Polri: Patuhi Pengadilan, Super Yacht Equanimity Akan Dikembalikan

Sebelumnya, Hakim Tunggal Ratmoho memutus penyitaan kapal pesiar super yacht Equanimity Cayman yang dilakukan Polri tidak sah.

oleh Liputan6.com diperbarui 18 Apr 2018, 01:03 WIB
Diterbitkan 18 Apr 2018, 01:03 WIB
Bareskrim Polri menggelar jumpa pers terkait putusan praperadilan Pengadilan Negeri Jakarta Selatan mengenai super yacht Equanimity
Bareskrim Polri menggelar jumpa pers terkait putusan praperadilan Pengadilan Negeri Jakarta Selatan mengenai super yacht Equanimity (Merdeka.com/ Nur Habibie)

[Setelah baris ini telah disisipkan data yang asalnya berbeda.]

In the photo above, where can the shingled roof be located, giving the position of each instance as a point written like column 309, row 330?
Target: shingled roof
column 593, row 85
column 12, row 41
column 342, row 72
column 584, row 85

Liputan6.com, Jakarta - Bareskrim Polri menyatakan, akan mematuhi putusan Pengadilan Negeri Jakarta Selatan yang mengharuskan mengembalikan penyitaan kapal pesiar super yacht Equanimity Cayman.

"Maka Dittipideksus Bareskrim Polri akan mematuhi perintah Pengadilan Negeri Jakarta Selatan untuk mengembalikan kepada pemiliknya yaitu Equanimity (Cayman) Ltd," ujar Direktur Tindak Pidana Ekonomi dan Khusus Brigjen Pol Rudi Heryanto dalam Konferensi Pers di Kantor Bareskrim Polri di gedung Kementerian Kelautan dan Perikanan, Gambir, Jakarta Pusat, Selasa (17/4/2018).

Selain itu, berdasarkan fakta-fakta yang terungkap dalam persidangan, dapat disimpulkan bahwa pemilik Super Yacht Equanimity yang sah adalah Equanimity (Cayman) Ltd.

"Dan ini tidak ada kaitan antara Kapal Pesiar Equanimity dengan 1 Malaysian Development Berhad (1MDB)," kata dia.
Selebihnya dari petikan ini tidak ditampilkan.